# Training and Evaluation of the Predicates Clustering Service using TF-IDF Embeddings
Using this notebook you can simply build either **K-Means** or **Agglomerative** clusters using TF-IDF embeddings of your dataset and then evaluate your trained models on your test set.

Please store you data files in a Google Drive directory of yours(``MAIN_DRIVE_DIR``) and then provide their paths and the path (``RESULTS_PATH``) of where the results must be stored in that directory. Also please provide the name of your Google Storage Cloud bucket so that the models can be uploaded to and downloaded from it.


|       Variable       | Description |
|:--------------------:|:--------------------------------------------------------:|
|``MAIN_DRIVE_DIR`` | Name of your main directory in your Google Drive |
|  `TRAINING_SET_PATH` | Path to your training set inside the `MAIN_DRIVE_DIR `|
|  `TEST_SET_PATH` | Path to your test set inside the `MAIN_DRIVE_DIR `|
|  `DATA_PATH` | Path to your dataset inside the ``MAIN_DRIVE_DIR`` |
|  `RESULTS_PATH` | Path to the generated results file inside the `MAIN_DRIVE_DIR `|
|  `CLUSTERING_METHOD` | `kmeans` or `agglomerative`|
| `VECTORIZER_PATH` | Name of the pickle file of your vectorizer |
| `MODEL_TEMPLATE_PATH` | Template name of the model files which will be stored in your Google Cloud Storage.
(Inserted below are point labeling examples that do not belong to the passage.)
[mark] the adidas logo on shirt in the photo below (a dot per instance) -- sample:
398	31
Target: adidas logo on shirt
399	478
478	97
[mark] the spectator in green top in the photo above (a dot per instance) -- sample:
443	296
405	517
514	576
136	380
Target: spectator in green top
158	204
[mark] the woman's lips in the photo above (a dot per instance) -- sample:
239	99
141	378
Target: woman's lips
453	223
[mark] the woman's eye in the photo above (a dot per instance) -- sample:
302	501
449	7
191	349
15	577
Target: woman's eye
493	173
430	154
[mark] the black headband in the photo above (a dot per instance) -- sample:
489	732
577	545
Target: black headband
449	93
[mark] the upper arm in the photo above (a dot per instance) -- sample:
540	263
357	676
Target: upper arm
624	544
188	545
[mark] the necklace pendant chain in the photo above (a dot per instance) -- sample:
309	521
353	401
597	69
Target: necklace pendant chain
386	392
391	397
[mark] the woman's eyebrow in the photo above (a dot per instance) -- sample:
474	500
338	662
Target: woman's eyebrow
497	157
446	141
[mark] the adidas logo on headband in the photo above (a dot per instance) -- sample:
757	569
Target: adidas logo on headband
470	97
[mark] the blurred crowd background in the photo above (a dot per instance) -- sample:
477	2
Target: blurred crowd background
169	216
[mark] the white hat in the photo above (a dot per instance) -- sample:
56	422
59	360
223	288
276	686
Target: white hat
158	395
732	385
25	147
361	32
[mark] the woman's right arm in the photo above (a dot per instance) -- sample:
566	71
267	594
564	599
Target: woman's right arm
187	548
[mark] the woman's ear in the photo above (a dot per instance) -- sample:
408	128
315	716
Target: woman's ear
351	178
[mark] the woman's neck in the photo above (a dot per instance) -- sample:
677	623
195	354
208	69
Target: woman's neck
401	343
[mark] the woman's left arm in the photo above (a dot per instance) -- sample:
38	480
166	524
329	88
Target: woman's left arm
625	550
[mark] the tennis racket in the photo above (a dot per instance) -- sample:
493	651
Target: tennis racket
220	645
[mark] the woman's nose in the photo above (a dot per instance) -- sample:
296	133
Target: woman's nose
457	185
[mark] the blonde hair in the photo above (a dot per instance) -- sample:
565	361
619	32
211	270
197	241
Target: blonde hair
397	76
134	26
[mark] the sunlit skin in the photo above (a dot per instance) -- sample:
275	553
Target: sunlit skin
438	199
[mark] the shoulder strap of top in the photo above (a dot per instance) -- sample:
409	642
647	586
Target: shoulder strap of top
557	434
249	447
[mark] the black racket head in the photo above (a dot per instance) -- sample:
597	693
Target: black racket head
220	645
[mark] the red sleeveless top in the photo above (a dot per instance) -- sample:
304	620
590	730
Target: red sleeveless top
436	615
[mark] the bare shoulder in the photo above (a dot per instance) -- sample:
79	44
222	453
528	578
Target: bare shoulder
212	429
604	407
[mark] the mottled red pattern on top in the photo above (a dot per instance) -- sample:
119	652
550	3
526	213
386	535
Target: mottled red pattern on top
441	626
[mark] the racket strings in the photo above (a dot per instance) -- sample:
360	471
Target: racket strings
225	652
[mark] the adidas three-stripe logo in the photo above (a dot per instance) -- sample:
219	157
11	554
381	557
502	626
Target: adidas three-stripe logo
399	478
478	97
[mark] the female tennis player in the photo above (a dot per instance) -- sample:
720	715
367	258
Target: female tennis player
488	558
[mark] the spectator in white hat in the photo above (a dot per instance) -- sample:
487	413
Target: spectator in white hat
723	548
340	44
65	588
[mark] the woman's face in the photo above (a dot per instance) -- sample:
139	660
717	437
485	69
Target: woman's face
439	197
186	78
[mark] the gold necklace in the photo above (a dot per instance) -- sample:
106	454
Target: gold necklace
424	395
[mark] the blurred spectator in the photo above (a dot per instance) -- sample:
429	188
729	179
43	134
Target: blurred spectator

The default name has the schema `tfidf_{clustering method}_{k}.pkl` |
| `BUCKET` | The name of your Google Cloud Storage bucket |





In [None]:
# Constants
TRAINING_SET_PATH = './training_set.json'
TEST_SET_PATH = './test_set.json'
DATA_PATH = './dataset.json'
VECTORIZER_PATH = './tfidfvectorizer.pkl'
MAIN_DRIVE_DIR = 'TODO'
CLUSTERING_METHOD = 'kmeans' # or 'agglomerative'
RESULTS_PATH = './tfidf_{}_results.json'.format(CLUSTERING_METHOD)
EXPECTED_PREDICTED_PATH = './tfidf_{}_expected_predicted.json'.format(CLUSTERING_METHOD)
BUCKET = 'TODO'
MODEL_TEMPLATE_PATH = 'tfidf_{}_{}.pkl'.format(CLUSTERING_METHOD, '{}')

In [None]:
"""removes punctuation, stopwords, and returns a list of the remaining words, or tokens"""
import nltk
from nltk.corpus import stopwords
from nltk.stem import WordNetLemmatizer
nltk.download('stopwords')
nltk.download('wordnet')
nltk.download('omw-1.4')

In [None]:
import string
import json
import pickle
import math

def round_to_next_hundred(x):
  return int(math.ceil(x / 100.0)) * 100

def text_process(text):
    '''
    Takes in a string of text, then performs the following:
    1. Remove all punctuation
    2. Remove all stopwords
    3. Return the cleaned text as a list of words
    4. Remove words
    '''
    stemmer = WordNetLemmatizer()
    nopunc = [char for char in text if char not in string.punctuation]
    nopunc = ''.join([i for i in nopunc if not i.isdigit()])
    nopunc =  [word.lower() for word in nopunc.split() if word not in stopwords.words('english')]
    return ' '.join([stemmer.lemmatize(word) for word in nopunc])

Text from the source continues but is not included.